Temperature Coefficient of Resistance Calculator

Calculator Inputs

Calculation Mode

Pick the unknown value you need.

Material Preset

Choose a preset or keep custom alpha.

Temperature Coefficient α (1/°C)

Used directly unless alpha is the unknown.

Reference Resistance R0 (Ω)

Resistance at reference temperature T0.

Target or Measured Resistance Rt (Ω)

Needed for alpha or reference mode.

Reference Temperature T0 (°C)

Commonly 20°C or 25°C.

Target Temperature Tt (°C)

The temperature of interest.

Graph Minimum Temperature (°C)

Lower chart boundary.

Graph Maximum Temperature (°C)

Upper chart boundary.

Graph Data Points

More points create a smoother chart.

Resistance Trend Graph

The chart plots resistance versus temperature using the active reference resistance and coefficient values.

Example Data Table

Material	R0 (Ω)	T0 (°C)	α (1/°C)	Tt (°C)	Calculated Rt (Ω)
Copper	100.00	20	0.00393	60	115.72
Platinum	100.00	0	0.00392	100	139.20
Aluminum	50.00	25	0.00429	80	61.80
Constantan	200.00	20	0.00002	100	200.32

Formula Used

Primary relation: Rt = R0 × [1 + α × (Tt - T0)]

Coefficient form: α = [(Rt / R0) - 1] ÷ (Tt - T0)

Reference resistance form: R0 = Rt ÷ [1 + α × (Tt - T0)]

This linear model works well across moderate temperature ranges. It is common in circuit analysis, sensor estimation, conductor studies, and practical engineering design checks.

How to Use This Calculator

Select the calculation mode that matches your unknown value.
Choose a material preset or enter your own coefficient.
Type the reference resistance and reference temperature.
Enter the target temperature or measured resistance as needed.
Set a graph range for visual trend analysis.
Press Calculate Now to display the result above the form.
Use the CSV and PDF buttons to save the output.

Frequently Asked Questions

1. What does the temperature coefficient of resistance mean?

It shows how strongly a material’s resistance changes with temperature. A higher coefficient means resistance changes more for each degree of temperature movement.

2. When is this calculator most useful?

It is useful for resistor selection, sensor validation, wiring studies, heating effects, compensation design, and engineering estimates involving conductive materials.

3. Why do some materials have very small coefficients?

Alloys like constantan are designed for stable resistance. Their low coefficient helps maintain accuracy in measurement circuits and precision components.

4. Is the linear formula always exact?

No. It is an approximation. It performs best across moderate temperature spans. Large ranges may need nonlinear material equations or manufacturer data.

5. Which reference temperature should I use?

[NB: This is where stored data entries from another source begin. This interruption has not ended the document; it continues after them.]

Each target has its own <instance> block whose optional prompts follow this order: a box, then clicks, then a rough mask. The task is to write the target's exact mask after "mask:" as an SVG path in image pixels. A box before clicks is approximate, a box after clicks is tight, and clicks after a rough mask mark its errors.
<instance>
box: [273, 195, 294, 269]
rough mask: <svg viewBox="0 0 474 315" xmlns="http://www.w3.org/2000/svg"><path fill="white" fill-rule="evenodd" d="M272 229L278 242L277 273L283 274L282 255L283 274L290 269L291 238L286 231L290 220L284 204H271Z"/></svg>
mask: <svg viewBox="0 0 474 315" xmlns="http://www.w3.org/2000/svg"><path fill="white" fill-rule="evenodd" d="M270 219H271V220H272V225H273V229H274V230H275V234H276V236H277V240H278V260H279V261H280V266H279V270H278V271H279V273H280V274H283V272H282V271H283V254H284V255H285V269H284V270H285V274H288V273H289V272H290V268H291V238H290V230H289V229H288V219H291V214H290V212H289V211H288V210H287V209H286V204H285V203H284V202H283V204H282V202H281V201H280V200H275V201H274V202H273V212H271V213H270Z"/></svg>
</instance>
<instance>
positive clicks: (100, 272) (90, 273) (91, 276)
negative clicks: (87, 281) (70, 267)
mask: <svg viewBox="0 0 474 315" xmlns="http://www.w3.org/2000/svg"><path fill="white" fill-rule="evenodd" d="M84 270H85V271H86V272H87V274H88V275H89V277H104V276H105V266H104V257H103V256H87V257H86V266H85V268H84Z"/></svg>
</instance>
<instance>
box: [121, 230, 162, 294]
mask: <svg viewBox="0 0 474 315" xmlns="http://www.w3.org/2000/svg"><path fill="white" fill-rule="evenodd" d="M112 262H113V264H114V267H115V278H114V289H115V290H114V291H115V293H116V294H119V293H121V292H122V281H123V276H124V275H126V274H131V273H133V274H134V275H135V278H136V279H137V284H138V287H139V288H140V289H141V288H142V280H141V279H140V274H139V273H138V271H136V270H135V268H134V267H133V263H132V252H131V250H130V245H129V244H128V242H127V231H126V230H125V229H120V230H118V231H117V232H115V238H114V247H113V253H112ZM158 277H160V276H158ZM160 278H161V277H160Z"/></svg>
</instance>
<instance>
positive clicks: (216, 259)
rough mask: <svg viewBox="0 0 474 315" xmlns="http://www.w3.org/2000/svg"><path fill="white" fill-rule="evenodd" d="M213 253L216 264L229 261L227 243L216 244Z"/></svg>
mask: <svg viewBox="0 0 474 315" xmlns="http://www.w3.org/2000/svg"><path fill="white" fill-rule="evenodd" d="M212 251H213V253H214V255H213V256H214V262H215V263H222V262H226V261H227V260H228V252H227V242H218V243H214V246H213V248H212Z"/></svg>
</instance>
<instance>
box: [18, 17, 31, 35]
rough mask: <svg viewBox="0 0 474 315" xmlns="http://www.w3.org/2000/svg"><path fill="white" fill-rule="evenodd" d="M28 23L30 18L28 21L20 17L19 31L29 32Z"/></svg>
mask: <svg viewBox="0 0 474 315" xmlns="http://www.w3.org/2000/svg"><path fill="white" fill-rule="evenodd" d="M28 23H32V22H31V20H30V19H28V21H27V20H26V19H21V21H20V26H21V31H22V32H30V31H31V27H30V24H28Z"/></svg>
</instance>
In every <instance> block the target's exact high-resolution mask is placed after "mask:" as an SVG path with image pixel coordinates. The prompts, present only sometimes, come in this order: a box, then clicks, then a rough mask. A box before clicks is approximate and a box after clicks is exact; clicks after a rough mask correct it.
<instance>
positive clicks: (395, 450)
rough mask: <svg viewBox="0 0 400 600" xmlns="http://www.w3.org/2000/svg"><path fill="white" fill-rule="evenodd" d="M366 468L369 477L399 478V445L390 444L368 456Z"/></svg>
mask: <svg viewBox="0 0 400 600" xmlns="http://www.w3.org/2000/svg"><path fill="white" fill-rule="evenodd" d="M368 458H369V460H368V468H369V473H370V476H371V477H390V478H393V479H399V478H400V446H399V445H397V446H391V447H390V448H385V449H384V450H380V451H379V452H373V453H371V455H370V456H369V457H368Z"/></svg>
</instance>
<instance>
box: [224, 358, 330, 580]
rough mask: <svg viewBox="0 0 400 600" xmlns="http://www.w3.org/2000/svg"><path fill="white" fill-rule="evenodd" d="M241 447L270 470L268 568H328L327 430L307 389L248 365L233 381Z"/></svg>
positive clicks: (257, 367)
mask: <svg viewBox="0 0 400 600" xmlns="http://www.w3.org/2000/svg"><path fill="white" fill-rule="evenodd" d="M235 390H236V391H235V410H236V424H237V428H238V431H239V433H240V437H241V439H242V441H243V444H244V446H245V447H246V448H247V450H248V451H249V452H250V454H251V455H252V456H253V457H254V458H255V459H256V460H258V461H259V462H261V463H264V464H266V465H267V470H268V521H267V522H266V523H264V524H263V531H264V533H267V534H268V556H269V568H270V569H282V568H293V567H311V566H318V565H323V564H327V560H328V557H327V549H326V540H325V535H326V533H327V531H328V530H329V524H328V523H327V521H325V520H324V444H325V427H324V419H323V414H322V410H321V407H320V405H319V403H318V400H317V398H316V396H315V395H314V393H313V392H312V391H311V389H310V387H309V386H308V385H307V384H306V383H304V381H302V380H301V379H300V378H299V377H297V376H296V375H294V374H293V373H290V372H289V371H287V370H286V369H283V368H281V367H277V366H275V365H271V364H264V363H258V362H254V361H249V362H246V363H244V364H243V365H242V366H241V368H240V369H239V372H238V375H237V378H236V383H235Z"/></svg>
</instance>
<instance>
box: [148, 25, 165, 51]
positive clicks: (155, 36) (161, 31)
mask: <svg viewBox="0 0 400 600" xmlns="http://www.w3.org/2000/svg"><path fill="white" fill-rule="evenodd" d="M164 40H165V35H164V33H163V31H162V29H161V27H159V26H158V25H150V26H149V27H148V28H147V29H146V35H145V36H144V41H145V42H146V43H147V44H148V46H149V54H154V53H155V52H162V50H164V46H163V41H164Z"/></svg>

Use the temperature tied to your known resistance value. Many datasheets reference 20°C or 25°C, but sensor standards may use 0°C.

6. Can I calculate alpha from measured data?

Yes. Enter the known reference resistance, measured resistance, and both temperatures. The alpha mode solves the coefficient directly from those values.

7. Why does resistance usually increase with temperature?

In most metals, hotter temperatures create more lattice vibration. That increases electron scattering and raises electrical resistance.

8. What units should I use?

Use ohms for resistance and degrees Celsius for temperatures. The coefficient should be entered in inverse Celsius, written as 1/°C.